The pct of students who passed math is 74.98%
The pct of students who passed reading is 85.81%


In [48]:
# Get the dataframe of students who passed both math and reading
passing_both_df = school_data_complete_df[
    (school_data_complete_df.math_score >= passing_score) &
    (school_data_complete_df.reading_score >= passing_score)
]
passing_both_df.head()

Unnamed: 0,Student ID,student_name,gender,grade,school_name,reading_score,math_score,School ID,type,size,budget
4,4,Bonnie Ray,F,9th,Huang High School,97,84,0,District,2917,1910635
5,5,Bryan Miranda,M,9th,Huang High School,94,94,0,District,2917,1910635
6,6,Sheena Carter,F,11th,Huang High School,82,80,0,District,2917,1910635
8,8,Michael Roth,M,10th,Huang High School,95,87,0,District,2917,1910635
9,9,Matthew Greene,M,10th,Huang High School,96,84,0,District,2917,1910635


In [49]:
# Get the total number of students who passed both math and reading
passing_both_total = passing_both_df.student_name.count()
passing_both_total

25528

In [50]:
# Get the percentage of students who passed both math and reading
both_pct = passing_both_total / student_count * 100
print(f"The pct of students who passed both math and reading is {both_pct:.2f}%")

The pct of students who passed both math and reading is 65.17%


In [69]:
# Add summary statistics into one dataframe
district_summary_df = pd.DataFrame(
    [
        {
            "Total Schools": school_count,
            "Total Students": student_count,
            "Total Budget": district_budget,
            "Average Math Score": math_avg,
            "Average Reading Score": reading_avg,
            "% Passing Math": math_pct,
            "% Passing Reading": reading_pct,
            "% Overall Passing": both_pct
        }
    ]
)
district_summary_df

Unnamed: 0,Total Schools,Total Students,Total Budget,Average Math Score,Average Reading Score,% Passing Math,% Passing Reading,% Overall Passing
0,15,39170,24649428,78.985371,81.87784,74.980853,85.805463,65.172326


In [74]:
# Format the "Total Students" to have the comma for a thousands separator.
district_summary_df["Total Students"] = district_summary_df["Total Students"].map("{:,}".format)
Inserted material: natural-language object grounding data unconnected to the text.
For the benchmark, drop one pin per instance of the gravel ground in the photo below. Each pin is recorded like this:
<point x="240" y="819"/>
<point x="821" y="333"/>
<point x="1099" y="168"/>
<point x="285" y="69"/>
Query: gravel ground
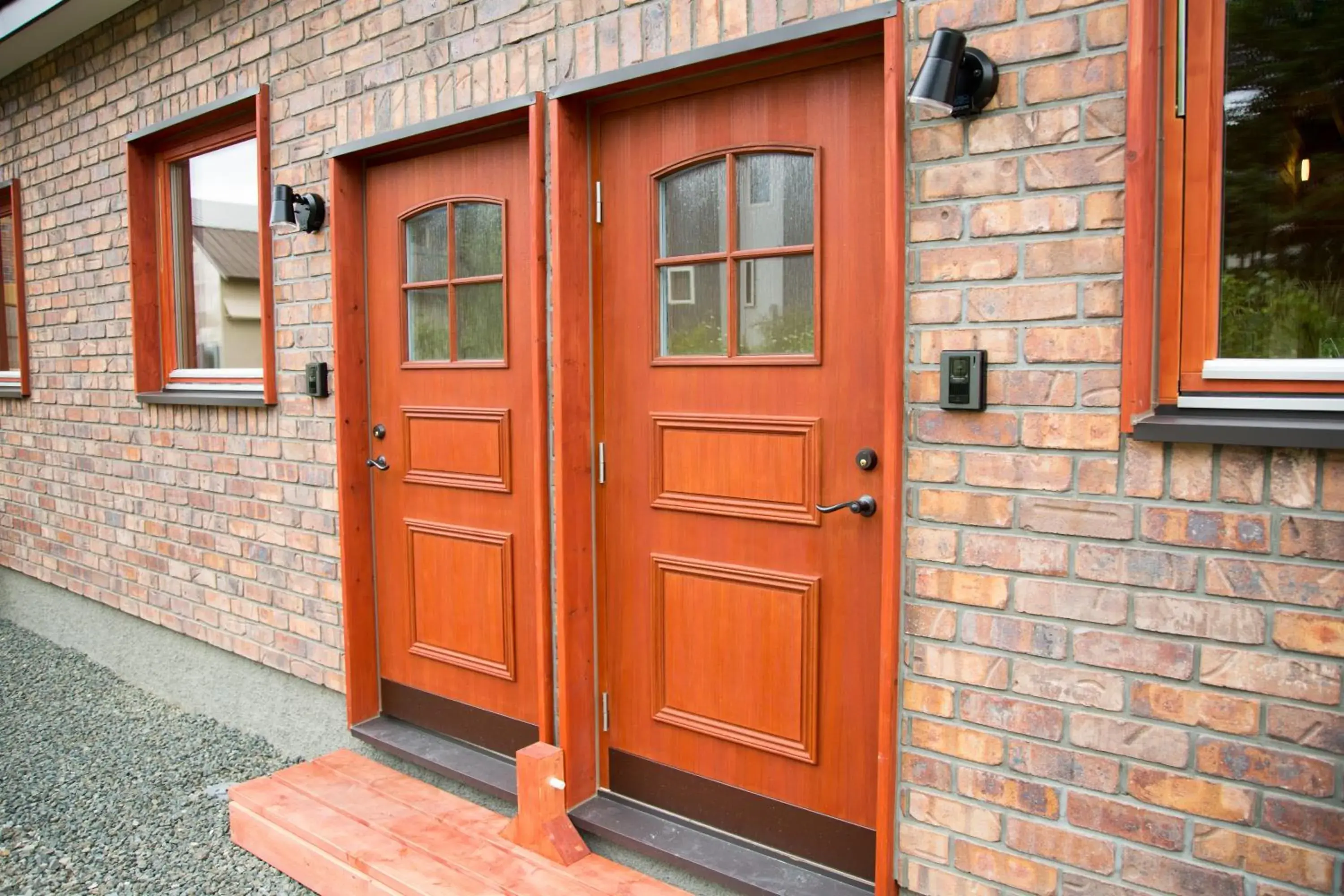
<point x="105" y="789"/>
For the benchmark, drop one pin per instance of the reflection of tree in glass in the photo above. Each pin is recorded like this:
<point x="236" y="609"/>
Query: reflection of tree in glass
<point x="1284" y="222"/>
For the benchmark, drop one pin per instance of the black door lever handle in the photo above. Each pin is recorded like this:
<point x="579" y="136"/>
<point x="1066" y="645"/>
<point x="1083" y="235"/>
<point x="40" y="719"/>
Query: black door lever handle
<point x="863" y="505"/>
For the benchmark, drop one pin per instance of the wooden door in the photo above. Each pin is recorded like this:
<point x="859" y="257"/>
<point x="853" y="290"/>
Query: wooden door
<point x="451" y="385"/>
<point x="741" y="260"/>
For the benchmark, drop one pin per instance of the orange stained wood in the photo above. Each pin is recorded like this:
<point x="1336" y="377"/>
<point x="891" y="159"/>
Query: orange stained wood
<point x="740" y="628"/>
<point x="347" y="825"/>
<point x="456" y="542"/>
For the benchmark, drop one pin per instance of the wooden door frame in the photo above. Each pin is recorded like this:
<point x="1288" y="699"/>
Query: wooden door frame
<point x="573" y="377"/>
<point x="350" y="339"/>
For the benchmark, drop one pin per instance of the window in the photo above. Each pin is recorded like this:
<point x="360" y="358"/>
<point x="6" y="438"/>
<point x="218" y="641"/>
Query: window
<point x="14" y="324"/>
<point x="201" y="256"/>
<point x="1250" y="297"/>
<point x="453" y="284"/>
<point x="737" y="280"/>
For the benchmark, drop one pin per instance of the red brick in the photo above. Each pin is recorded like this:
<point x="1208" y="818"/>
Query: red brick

district_summary_df["Total Students"]

0    39,170
Name: Total Students, dtype: object

In [75]:
# Format the "Total Budget" to have the comma for a thousands separator and dollar sign
district_summary_df["Total Budget"] = district_summary_df["Total Budget"].map("${:,.2f}".format)

district_summary_df["Total Budget"]

0    $24,649,428.00
Name: Total Budget, dtype: object

In [76]:
# Format the average scores to 1 decimal
# .. and pct passing to the nearest whole number
district_summary_df["Average Math Score"] = district_summary_df["Average Math Score"].map("{:.1f}".format)

district_summary_df["Average Math Score"]

0    79.0
Name: Average Math Score, dtype: object

In [77]:
# Format the average scores to 1 decimal
# .. and pct passing to the nearest whole number
district_summary_df["Average Reading Score"] = district_summary_df["Average Reading Score"].map("{:.1f}".format)

district_summary_df["Average Reading Score"]

0    81.9
Name: Average Reading Score, dtype: object

In [70]:
# Format the average scores to 1 decimal
# .. and pct passing to the nearest whole number
district_summary_df["% Passing Math"] = district_summary_df["% Passing Math"].map("{:.0f}".format)

district_summary_df["% Passing Math"]

0    75
Name: % Passing Math, dtype: object

In [71]:
# Format the average scores to 1 decimal
# .. and pct passing to the nearest whole number
district_summary_df["% Passing Reading"] = district_summary_df["% Passing Reading"].map("{:.0f}".format)

district_summary_df["% Passing Reading"]

0    86
Name: % Passing Reading, dtype: object

In [72]:
# Format the average scores to 1 decimal
# .. and pct passing to the nearest whole number
district_summary_df["% Overall Passing"] = district_summary_df["% Overall Passing"].map("{:.0f}".format)

district_summary_df["% Overall Passing"]

0    65
Name: % Overall Passing, dtype: object

In [78]:
# Check on the updated dataframe with formatting
district_summary_df

Unnamed: 0,Total Schools,Total Students,Total Budget,Average Math Score,Average Reading Score,% Passing Math,% Passing Reading,% Overall Passing
0,15,39170,"$24,649,428.00",79.0,81.9,75,86,65